# Twitter Stocker
## Using the Twitter API to implement sentiment analysis on different sets of stocks

## Section 1) Getting the Tweepy API working for Python

* Import the dependencies for the rest of the project here, this section will be kept up-to-date
* Create a twitter account (out of scope) and through the developer section, get a set of `OAuth` credentials
* Instantiate the api and make some test searches
* Define some helper functions

#### 1) Import the necessary libraries 

In [24]:
import pandas as pd
import numpy as np

In [25]:
import tweepy
from tweepy import OAuthHandler, Stream, StreamListener
tweepy.__version__

'3.5.0'

In [26]:
import datetime
import pandas_datareader.data as pdr
import pytz

In [84]:
import nltk
import re

In [28]:
nltk.__version__

'3.2.4'

In [29]:
import configparser

In [30]:
config = configparser.ConfigParser()

In [31]:
config.read('config/keys.txt')

['config/keys.txt']

#### 2) Authenticate User: you should use ideally use your own login credentials

In [32]:
consumer_key = config['DEFAULT']['consumer_key']
consumer_secret = config['DEFAULT']['consumer_secret']
access_token = config['DEFAULT']['access_token']
access_secret = config['DEFAULT']['access_secret']

In [33]:
auth = OAuthHandler(consumer_key, consumer_secret)
auth.set_access_token(access_token, access_secret)

# plug into the matrix
api = tweepy.API(auth)

#### 3) Test the tweepy api with Microsoft

In [34]:
test_stock = 'Microsoft'
test_ticker = 'MSFT'

In [35]:
search_results = api.search(q=test_stock, count=10, lang='en')

In [36]:
for s in search_results[:3]:
    print(s.created_at)
    print(s.text)

2019-04-03 00:32:02
@SavinTheBees Microsoft came out and basically said there are other consoles that people prefer over Xbox, so they’… https://t.co/gFP3EuZ3IT
2019-04-03 00:32:01
Microsoft stops selling ebooks and will refund customers for previous purchases
2019-04-03 00:31:58
@NatashaVianna @CharlottePigg Save your allowance and buy IBM, Microsoft, Apple, Amazon, and Google stocks.

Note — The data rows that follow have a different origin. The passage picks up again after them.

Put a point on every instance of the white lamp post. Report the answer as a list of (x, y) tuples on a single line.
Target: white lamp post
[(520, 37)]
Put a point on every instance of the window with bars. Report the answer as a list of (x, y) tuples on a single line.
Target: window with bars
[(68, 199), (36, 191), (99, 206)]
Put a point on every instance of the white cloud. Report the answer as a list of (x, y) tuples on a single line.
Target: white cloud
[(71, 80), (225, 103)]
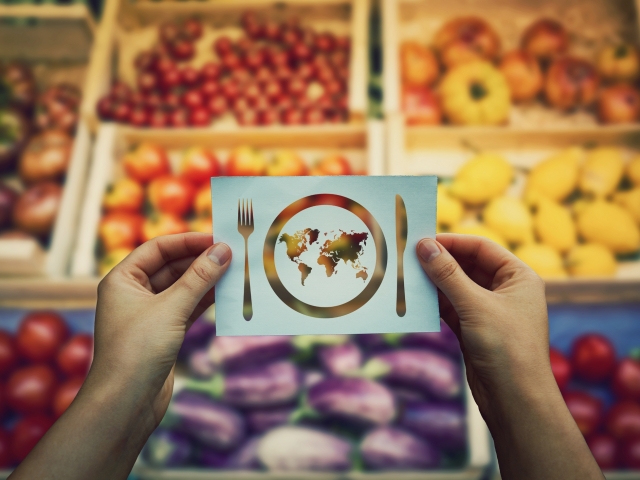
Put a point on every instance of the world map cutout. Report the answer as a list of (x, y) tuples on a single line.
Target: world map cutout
[(345, 246)]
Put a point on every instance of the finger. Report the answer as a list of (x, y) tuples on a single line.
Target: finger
[(169, 273), (445, 272), (203, 305), (487, 256), (449, 314), (151, 256), (200, 277)]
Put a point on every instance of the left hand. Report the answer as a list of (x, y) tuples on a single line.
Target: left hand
[(145, 306)]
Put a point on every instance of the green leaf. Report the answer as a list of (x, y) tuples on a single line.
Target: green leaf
[(308, 342), (213, 387), (374, 368), (393, 339)]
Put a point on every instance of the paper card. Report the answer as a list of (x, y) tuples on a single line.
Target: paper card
[(324, 255)]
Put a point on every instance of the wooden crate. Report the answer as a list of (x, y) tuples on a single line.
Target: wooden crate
[(135, 25), (56, 42), (592, 24), (439, 151), (360, 144)]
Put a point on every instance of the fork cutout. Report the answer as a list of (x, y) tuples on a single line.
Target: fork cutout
[(245, 228)]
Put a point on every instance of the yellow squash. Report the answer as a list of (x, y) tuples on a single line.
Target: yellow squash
[(475, 93)]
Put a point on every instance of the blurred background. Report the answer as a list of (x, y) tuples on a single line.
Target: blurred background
[(114, 114)]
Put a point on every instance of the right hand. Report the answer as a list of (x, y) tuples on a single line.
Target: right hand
[(496, 306)]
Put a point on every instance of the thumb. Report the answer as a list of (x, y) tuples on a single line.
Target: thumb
[(201, 276), (445, 272)]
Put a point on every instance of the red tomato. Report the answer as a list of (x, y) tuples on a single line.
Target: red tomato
[(560, 367), (75, 356), (5, 453), (8, 354), (163, 224), (631, 453), (171, 194), (40, 336), (605, 450), (623, 420), (65, 395), (27, 433), (146, 163), (120, 230), (198, 165), (626, 379), (31, 389), (593, 357), (332, 165), (586, 410), (202, 202), (124, 195)]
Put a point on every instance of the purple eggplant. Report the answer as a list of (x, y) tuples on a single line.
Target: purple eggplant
[(342, 359), (406, 394), (358, 400), (390, 448), (443, 424), (444, 341), (274, 384), (233, 353), (167, 448), (245, 457), (200, 365), (432, 372), (371, 341), (212, 458), (261, 420), (302, 449), (214, 425), (197, 337)]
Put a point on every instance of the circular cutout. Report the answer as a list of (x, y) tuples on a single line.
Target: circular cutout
[(285, 295)]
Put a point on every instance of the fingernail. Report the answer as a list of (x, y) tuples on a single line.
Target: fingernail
[(428, 250), (220, 253)]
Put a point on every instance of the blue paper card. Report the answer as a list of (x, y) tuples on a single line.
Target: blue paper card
[(324, 255)]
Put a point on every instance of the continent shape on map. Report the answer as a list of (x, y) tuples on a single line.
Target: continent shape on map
[(345, 246), (297, 244)]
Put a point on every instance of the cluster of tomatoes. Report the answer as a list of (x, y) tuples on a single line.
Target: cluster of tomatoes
[(613, 435), (168, 198), (42, 369), (276, 73), (153, 200)]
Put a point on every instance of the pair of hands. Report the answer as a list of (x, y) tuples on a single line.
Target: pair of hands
[(493, 302)]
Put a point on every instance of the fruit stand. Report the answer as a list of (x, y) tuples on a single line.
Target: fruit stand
[(48, 65), (289, 82), (434, 128), (528, 112)]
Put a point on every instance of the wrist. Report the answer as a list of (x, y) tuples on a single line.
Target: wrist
[(124, 405), (533, 394)]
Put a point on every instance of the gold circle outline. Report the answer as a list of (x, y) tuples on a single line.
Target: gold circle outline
[(281, 291)]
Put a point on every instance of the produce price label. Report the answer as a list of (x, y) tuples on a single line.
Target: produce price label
[(324, 255)]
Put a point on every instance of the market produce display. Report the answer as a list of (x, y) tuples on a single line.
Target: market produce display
[(610, 422), (315, 403), (42, 367), (464, 78), (36, 138), (577, 214), (167, 192), (277, 73)]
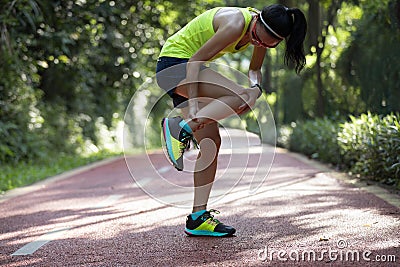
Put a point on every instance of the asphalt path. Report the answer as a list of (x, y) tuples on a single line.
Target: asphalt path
[(124, 212)]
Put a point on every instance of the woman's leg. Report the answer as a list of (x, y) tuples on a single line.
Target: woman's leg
[(220, 93), (206, 164)]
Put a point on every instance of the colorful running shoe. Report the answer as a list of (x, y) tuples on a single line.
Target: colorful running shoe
[(204, 224), (177, 135)]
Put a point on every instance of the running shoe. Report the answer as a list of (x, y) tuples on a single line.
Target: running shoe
[(206, 225), (177, 135)]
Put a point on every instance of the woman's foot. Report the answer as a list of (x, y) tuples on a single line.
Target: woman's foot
[(202, 223), (177, 135)]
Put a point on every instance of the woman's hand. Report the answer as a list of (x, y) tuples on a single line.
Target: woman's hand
[(249, 96)]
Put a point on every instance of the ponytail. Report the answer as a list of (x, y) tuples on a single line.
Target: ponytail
[(291, 24), (294, 45)]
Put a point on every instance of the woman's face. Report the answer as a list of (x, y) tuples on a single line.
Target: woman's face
[(260, 37)]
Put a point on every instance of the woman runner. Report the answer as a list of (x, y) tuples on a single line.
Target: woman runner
[(206, 96)]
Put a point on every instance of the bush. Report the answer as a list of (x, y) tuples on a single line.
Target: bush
[(368, 145), (316, 139)]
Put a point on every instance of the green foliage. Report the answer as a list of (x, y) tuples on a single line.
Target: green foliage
[(372, 60), (317, 139), (13, 175), (368, 145)]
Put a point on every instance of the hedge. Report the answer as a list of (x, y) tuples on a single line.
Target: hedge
[(368, 145)]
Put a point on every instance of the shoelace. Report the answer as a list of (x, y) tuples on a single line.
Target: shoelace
[(207, 215), (185, 142)]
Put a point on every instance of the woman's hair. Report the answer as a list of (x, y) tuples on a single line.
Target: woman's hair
[(291, 25)]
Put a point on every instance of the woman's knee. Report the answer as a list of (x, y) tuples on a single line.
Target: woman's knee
[(209, 133)]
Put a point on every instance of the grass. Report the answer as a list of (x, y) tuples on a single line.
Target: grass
[(26, 173)]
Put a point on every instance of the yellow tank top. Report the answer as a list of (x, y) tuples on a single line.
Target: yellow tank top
[(190, 38)]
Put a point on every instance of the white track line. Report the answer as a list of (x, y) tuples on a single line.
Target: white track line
[(108, 201), (57, 233), (41, 241), (164, 169)]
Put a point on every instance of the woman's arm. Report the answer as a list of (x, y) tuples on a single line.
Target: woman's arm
[(257, 59), (227, 30), (255, 77)]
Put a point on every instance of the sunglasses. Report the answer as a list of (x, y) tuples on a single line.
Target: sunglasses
[(257, 39)]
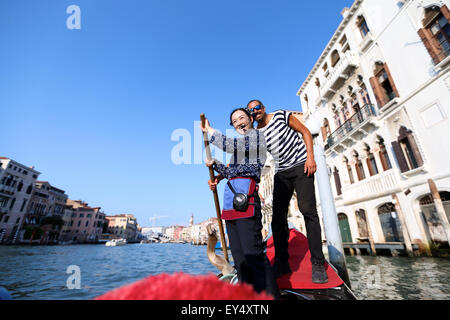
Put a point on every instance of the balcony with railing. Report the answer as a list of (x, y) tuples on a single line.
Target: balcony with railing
[(353, 129), (373, 187), (6, 190), (339, 74)]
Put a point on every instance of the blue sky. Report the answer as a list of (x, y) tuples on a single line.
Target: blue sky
[(94, 109)]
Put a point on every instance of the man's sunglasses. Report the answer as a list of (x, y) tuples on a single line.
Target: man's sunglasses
[(258, 107)]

#### 4) Define helper functions:

* One to get the corpus from a tweet
* One to perform a twitter search with a string and collect 100 tweets before a given date

In [37]:
def get_corpus(status):
    """
    Given a tweepy.models.Status object, returns the corpus as a str object
    
    :params: status, tweepy.models.Status
    :returns: corpus, str
    """
    if isinstance(status, tweepy.models.Status):
        return status.text
    else:
        raise TypeError("Input not of type tweepy.api.Status")

In [76]:
def collect_tweets(query, 
                   limit=1000,
                   dt=datetime.datetime.now(),
                   tz='US/Eastern'):
    
    assert(isinstance(query, str))

    local_tz = pytz.timezone(tz)
    local_dt = local_tz.localize(dt)
    
        
    valid_results = []
    for s in tweepy.Cursor(api.search, q=query, rpp=10,count=100, lang='en').items(limit):
        if local_tz.localize(s.created_at) < local_dt:
            
            valid_results.append(s)
            
    if len(valid_results) < 100:
        print("WARN: Less than 100 results, you should be using expanded_search()")
        
    return valid_results[:100]
    

In [40]:
tweets = collect_tweets('GRANITE')

In [41]:
len(tweets)

100

In [42]:
tweets[0].text

'Man, planks have destroyed my elbows. One would think I was doing them on granite. Sigh'

## Section 2: Determining the Winners and Losers for a given day

* Define the scope of the problem. Here, I have chosen the NASDAQ index and have pulled a .csv file of the companies
* Define functions to find the winners and losers, winners and losers are defined by their diff = price_close - price_open

In [43]:
datetime.datetime.now()

datetime.datetime(2019, 4, 2, 20, 32, 28, 421016)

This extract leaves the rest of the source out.